Who performed this sculptural surgery, and why? 

 

Unraveling a Yarn 

A Carmel legend claims Elijah’s fate was sealed when General Fawzi al-Qawuqji and his Arab Liberation Army invaded the Galilee in Israel’s War of Independence. 

Although Qawuqji’s forces threatened the Jewish settlements in the area, he failed to conquer the Jezreel Valley as promised. Preventing Qawuqji’s frustrated army from advancing south into the country’s interior, Kibbutz Mishmar Ha-emek repulsed so many of the general’s attacks that he purportedly wondered aloud what supernatural force was protecting the Jews. 

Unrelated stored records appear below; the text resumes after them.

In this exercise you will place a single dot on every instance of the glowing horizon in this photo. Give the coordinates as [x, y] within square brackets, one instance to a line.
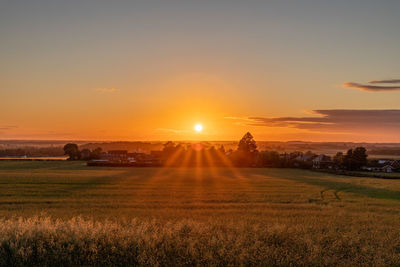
[311, 71]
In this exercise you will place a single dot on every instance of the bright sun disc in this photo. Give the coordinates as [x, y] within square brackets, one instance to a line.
[198, 128]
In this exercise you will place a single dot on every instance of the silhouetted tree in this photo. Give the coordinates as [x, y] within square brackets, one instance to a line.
[355, 159]
[72, 151]
[246, 154]
[247, 144]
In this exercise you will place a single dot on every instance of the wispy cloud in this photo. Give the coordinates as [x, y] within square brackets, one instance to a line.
[175, 131]
[8, 127]
[105, 90]
[338, 120]
[373, 86]
[386, 81]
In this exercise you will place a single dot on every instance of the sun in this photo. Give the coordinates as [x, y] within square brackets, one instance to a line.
[198, 127]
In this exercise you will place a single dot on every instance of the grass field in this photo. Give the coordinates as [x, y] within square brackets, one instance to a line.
[65, 213]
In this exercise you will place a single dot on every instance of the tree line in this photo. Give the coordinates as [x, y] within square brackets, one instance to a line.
[245, 155]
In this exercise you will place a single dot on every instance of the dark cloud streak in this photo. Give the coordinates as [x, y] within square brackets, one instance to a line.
[338, 120]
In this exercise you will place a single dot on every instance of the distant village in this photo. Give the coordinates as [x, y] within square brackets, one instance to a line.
[246, 155]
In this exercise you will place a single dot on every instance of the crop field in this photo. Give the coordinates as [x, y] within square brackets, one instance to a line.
[65, 213]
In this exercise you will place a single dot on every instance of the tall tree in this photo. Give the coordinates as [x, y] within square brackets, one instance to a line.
[247, 144]
[246, 154]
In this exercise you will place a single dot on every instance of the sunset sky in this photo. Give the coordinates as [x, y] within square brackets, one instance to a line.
[150, 70]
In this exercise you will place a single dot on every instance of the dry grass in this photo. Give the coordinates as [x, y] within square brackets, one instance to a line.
[219, 216]
[42, 241]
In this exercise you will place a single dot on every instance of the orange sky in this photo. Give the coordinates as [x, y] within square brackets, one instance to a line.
[146, 71]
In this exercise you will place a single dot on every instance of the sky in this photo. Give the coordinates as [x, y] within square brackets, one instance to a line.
[313, 70]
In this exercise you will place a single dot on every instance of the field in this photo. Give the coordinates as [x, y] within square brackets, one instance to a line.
[65, 213]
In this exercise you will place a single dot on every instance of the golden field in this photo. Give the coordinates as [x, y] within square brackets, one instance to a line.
[65, 213]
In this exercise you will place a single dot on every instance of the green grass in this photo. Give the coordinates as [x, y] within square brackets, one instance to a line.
[189, 216]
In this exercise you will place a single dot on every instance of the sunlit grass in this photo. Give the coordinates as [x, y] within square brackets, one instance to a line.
[189, 216]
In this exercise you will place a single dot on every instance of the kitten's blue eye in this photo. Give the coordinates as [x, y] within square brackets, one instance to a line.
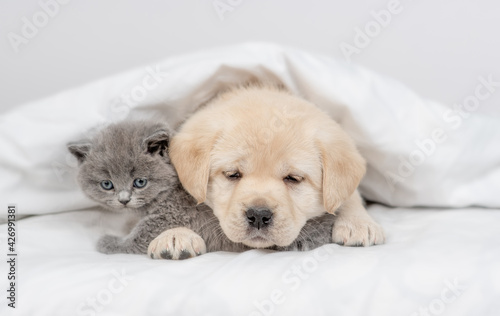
[107, 185]
[140, 183]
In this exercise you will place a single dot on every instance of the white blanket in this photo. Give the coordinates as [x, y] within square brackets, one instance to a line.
[419, 153]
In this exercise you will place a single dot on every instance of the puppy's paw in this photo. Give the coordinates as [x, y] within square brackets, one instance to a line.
[109, 244]
[177, 243]
[357, 232]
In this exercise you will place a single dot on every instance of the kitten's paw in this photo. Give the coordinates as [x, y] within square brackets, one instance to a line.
[109, 244]
[177, 243]
[357, 231]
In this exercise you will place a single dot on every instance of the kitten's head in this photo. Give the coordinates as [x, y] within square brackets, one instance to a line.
[125, 165]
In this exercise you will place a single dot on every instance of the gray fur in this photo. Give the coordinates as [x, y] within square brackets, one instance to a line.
[130, 150]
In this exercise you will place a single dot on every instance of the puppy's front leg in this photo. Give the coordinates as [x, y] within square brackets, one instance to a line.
[177, 243]
[354, 226]
[139, 238]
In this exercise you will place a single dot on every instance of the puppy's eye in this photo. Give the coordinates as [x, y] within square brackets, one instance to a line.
[140, 183]
[107, 185]
[232, 175]
[292, 179]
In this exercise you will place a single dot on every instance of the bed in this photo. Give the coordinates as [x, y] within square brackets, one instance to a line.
[432, 183]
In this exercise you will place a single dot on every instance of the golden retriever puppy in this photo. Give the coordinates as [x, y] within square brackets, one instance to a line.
[266, 162]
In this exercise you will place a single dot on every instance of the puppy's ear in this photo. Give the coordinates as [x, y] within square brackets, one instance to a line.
[79, 149]
[343, 167]
[190, 154]
[157, 142]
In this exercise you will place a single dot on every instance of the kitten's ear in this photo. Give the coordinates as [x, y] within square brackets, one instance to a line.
[80, 150]
[157, 142]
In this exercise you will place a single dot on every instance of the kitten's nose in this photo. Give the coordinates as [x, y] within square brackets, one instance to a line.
[124, 197]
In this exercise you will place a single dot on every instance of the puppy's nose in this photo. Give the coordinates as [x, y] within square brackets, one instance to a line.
[259, 217]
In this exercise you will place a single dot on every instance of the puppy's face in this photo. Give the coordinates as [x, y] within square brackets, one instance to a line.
[264, 190]
[265, 162]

An elderly local Arab pointed out that a statue of a Jewish prophet stood on the hill just above the kibbutz, which is located below the Carmelite monastery. So long as the statue’s sword was raised in battle, Qawuqji didn’t stand a chance, for Allah would protect them just as He had in the wilderness, when Moses lifted his hands in prayer as Israel fought the Amalekites.

Even though he fought in the area, he had nothing to do with the statue’s disappearance. Fawzi al- Qawuqji | Photo: Palmah Photo Archive

Qawuqji promptly dispatched a unit to the monastery courtyard to smash Elijah’s hand and sword to smithereens. He then redoubled his efforts to storm Mishmar Ha-emek and the other Jezreel Valley communities. 

Yet, just as the sages attribute the biblical victory to the Hebrew fighters’ heartfelt prayers, not Moses’ hands, Elijah’s appendage made no difference. Qawuqji’s troops suffered one defeat after another, until finally he gave up.

It’s a great yarn, but for one fact: Qawuqji’s army crossed the Jordanian border into prestate Israel in January 1948, and Yehuda Ziv’s photo of Elijah’s amputated hand was taken in 1947. 

So what’s the story? And where’s the hand today?

 

Picking Up the Pieces 

Ziv himself discovered that the Carmelites had commissioned the statue from an unknown Bavarian sculptor, who carved it from pitted yellow sandstone (a common local material) and shipped it to the Holy Land. It arrived at the monastery in a heavy, wooden packing case in 1914 – just in time for World War I. Before even opening the box, the occupants of the Carmelite monasteries around Haifa were all put to flight by Turkish soldiers. (As far as the Ottoman Turks were concerned, all Catholics were under French protection and therefore fair game as enemy aliens.) 

The monastery was commandeered by the army, plundered, and severely damaged. The troops then turned to the heavily padlocked, wooden crate, which presumably held something of immense value. But instead of gold ingots, all they found was a sleepy-looking, stone prophet. Not surprisingly, they vented their frustration by cutting off his head and smashing his right hand. 

Following the war, the Carmelites returned to find their monastery in ruins and Elijah in pieces. After immediate first aid and a recovery period, which included finding the prophet’s discarded head at the bottom of a nearby cistern, the statue was proudly placed in the courtyard – minus a hand. We’ll never know whether it once held a sword, or a teacup, or was raised in blessing.